About this work
Manon Lescaut was premiered at the Teatro Regio, in Turin, Italy, on February 1, 1893. It was a sensation, immediately elevating Puccini to the front rank of Italian composers and making his name well-known throughout Europe. While he would have many other successes in his career -- Madama Butterfly (in its revised version) and Tosca -- he would never again experience this kind of overwhelming triumph.
The libretto, based on Antoine François Prévost's novel, is quite effective despite the participation of five hands in it, though not all in collaboration: Leoncavallo (who fashioned the first version), Marco Praga, Domenico Oliva, Luigi Illica, and Giuseppe Giacosa.

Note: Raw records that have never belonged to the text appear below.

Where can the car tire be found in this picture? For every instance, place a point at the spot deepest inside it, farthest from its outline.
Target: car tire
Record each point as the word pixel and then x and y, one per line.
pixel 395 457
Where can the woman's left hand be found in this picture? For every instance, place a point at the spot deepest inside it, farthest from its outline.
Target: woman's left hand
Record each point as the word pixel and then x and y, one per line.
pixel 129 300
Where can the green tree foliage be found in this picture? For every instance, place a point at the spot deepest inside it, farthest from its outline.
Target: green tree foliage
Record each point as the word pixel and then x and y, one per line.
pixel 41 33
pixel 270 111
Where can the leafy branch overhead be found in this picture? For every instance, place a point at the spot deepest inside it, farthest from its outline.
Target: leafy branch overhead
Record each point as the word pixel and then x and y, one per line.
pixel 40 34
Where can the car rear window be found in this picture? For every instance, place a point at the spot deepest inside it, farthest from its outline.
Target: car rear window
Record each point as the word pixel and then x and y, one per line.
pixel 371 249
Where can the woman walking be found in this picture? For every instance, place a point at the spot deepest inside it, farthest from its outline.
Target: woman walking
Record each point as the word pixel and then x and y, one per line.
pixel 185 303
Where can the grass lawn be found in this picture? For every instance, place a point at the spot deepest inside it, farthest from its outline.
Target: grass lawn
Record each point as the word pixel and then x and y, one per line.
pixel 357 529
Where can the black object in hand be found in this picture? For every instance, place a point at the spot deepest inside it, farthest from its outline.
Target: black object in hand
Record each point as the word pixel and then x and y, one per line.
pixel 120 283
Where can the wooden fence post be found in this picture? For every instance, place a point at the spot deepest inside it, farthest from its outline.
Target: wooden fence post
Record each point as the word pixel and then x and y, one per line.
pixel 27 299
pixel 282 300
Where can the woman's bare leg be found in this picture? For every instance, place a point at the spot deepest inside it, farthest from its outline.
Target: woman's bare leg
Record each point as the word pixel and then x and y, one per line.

The story is set in late eighteenth century Paris, where the nobleman Des Grieux espies the beautiful Manon Lescaut, accompanied by her brother (Lescaut) and the treasurer-general, Geronte di Ravoir, who fancies himself her suitor. Des Grieux is captivated by her and learns from her she plans to join the convent. He convinces her to run off with him, but Geronte forges other plans and she eventually becomes his mistress, but not before living with and then leaving Des Grieux. Some time later, at Geronte's Paris residence, Manon confides in her brother that she is bored with Geronte and wishes to have Des Grieux back. Lescaut fetches the latter, and when Des Grieux and Manon attempt to run off, Geronte has her arrested as a thief and woman of loose morals. Authorities plan to deport her to a Louisiana prison. Des Grieux cannot bear to be without her, and following a failed attempt to free her, boards the ship bound for Louisiana. Later in America, Des Grieux flees with her after a duel with the nephew of the colony's governor. On the run with Des Grieux, Manon becomes seriously ill and bids him a sad and dramatic farewell. He falls unconscious over her body.
Puccini's score is lushly orchestrated and features the usual quota of memorable tunes and imaginative vocal writing. Of the many popular numbers in the opera, the Act One "Cortese damigella" is among the more memorable, not least because of its soaring melody and deft writing for both Manon and Des Grieux. The ensuing "Donna non vidi Mai", in which Des Grieux declares his feelings for Manon, is one of Puccini's most beguiling arias, full of passion and yearning, instantly appealing even to the ear unaccustomed to operatic singing.
The Act Two aria, "In quelle trini morbide", sung by Manon who is now disenchanted by Geronte, is another gem. Later on in that act, when Des Grieux attempts to free Manon from Geronte, there is a passionate and intense love scene between the two lovers ("Tu, tu, amore? Tu?!"). "Sola perduta, abbandonata" is another attractive aria for Manon, that comes near the end of the opera. Here, she sings of her past life and her encumbering beauty. In sum, this is one of Puccini's finest operas.